De nouvelles images étranges habitent le kaléidoscope : un échiquier géant, aux pièces blanches et noires disproportionnées. Des boîtes d’allumettes aux couleurs vives. Des chiens féroces, des miradors. Le soleil qui cogne sur des toits de tôle ondulée. Puis le visage d’un homme, au regard doux et franc.

Et une phrase, qui tourne en boucle…

« Être libre, ce n’est pas seulement se débarrasser de ses chaînes ; c’est vivre d’une façon qui respecte et renforce la liberté des autres ».

Gisèle range son kaléidoscope au fond de sa poche, mais elle sait que ces images ne quitteront pas ses pensées.

Papa m’avait dit que l’Afrique du Sud avait peu en commun avec les autres pays africains, mais j’ai eu du mal à comprendre avant d’arriver. Je saisis mieux à présent : ses villes ressemblent aux capitales européennes, et ses immenses plages peuvent faire penser au Chili… Surtout que j’y ai vu des lions de mer ce matin, comme à Antofagasta !
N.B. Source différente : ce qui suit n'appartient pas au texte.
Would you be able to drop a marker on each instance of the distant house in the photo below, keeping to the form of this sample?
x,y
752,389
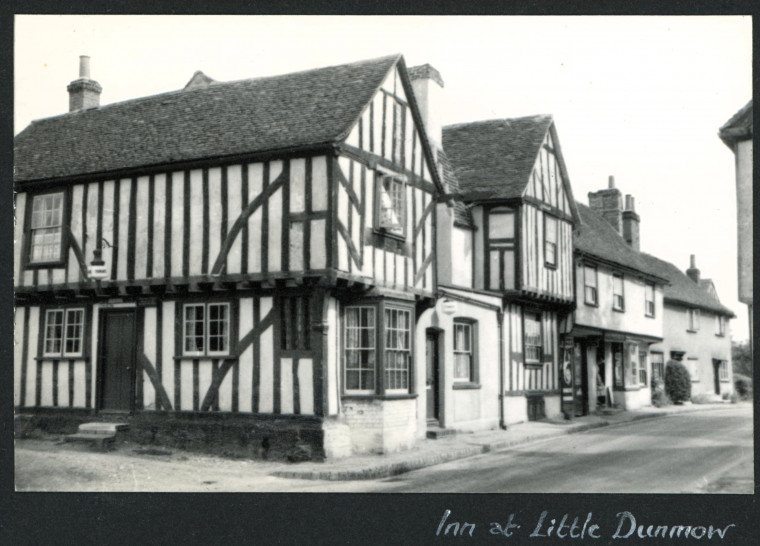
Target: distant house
x,y
737,135
696,328
619,309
C’est aussi un pays moderne, plus riche que ceux traversés depuis le début de ce voyage, un pays aux grands parcs animaliers, comme le parc Kruger. J’adorerais aller à la découverte des léopards, des éléphants, des buffles et des girafes, mais Papa dit que nous aurons d’autres occasions, plus tard. Ici, il a envie de rencontrer des gens. Mon père pense que son album sera plus complet s’il l’agrémente de photos des habitants et de leur quotidien, et le mode de vie sudafricain l’inspire particulièrement. C’est pourquoi nous venons de nous installer à Cape Town — Le Cap en français — au bord de l’océan atlantique, dans le but de comprendre mieux le fonctionnement de cette société.
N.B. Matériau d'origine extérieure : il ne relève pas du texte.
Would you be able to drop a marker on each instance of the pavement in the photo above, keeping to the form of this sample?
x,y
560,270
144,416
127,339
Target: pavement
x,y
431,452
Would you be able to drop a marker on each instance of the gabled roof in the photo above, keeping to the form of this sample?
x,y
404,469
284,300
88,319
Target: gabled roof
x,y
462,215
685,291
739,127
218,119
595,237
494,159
La ville du Cap s’est développée au pied de la montagne de la Table — une immense colline toute plate qui surplombe la mer et qu’on peut rejoindre en téléphérique. Les quartiers de la ville sont tous très différents, et portent souvent des noms anglais rigolos, comme City Bowl, Waterfront, Green Point, Camps Bay, Woodstock… Moi j’aime beaucoup Bo-Kaap pour ses couleurs vives, et je regrette qu’il y ait si peu de maisons bariolées en France, surtout à Paris, où tout est très beau bien sûr, mais aussi très gris.

Le district où nous logeons se nomme Sea Point, il longe la mer sur plus de sept kilomètres, jusqu’à une autre montagne, appelée « Tête de lion ». Papa n’a pas souhaité nous installer à l’hôtel, mais dans une résidence, au bout d’une petite rue fermée par une grille. Les murs sont très hauts, et j’ai été surprise de voir en arrivant qu’ils sont couverts de fils barbelés. Il y a même des caméras qui filment l’entrée, le jardin et l’allée. J’ai voulu savoir à quoi servaient toutes ses précautions et pourquoi mon père avait choisi cet endroit, et il a répondu que c’était ce qu’il avait trouvé de mieux, les hébergements pour touristes étant toujours plutôt isolés et protégés… Comme il avait l’air désolé, j’ai bien tenté de lui demander pourquoi cet enfermement, et Papa a vaguement évoqué la peur des cambriolages, avant de dire qu’il me raconterait plus tard l’histoire de l’Afrique du Sud, ce qui a encore plus attisé ma curiosité. J’ai tout de même décidé de prendre mon mal en patience, et de profiter de la piscine, en attendant.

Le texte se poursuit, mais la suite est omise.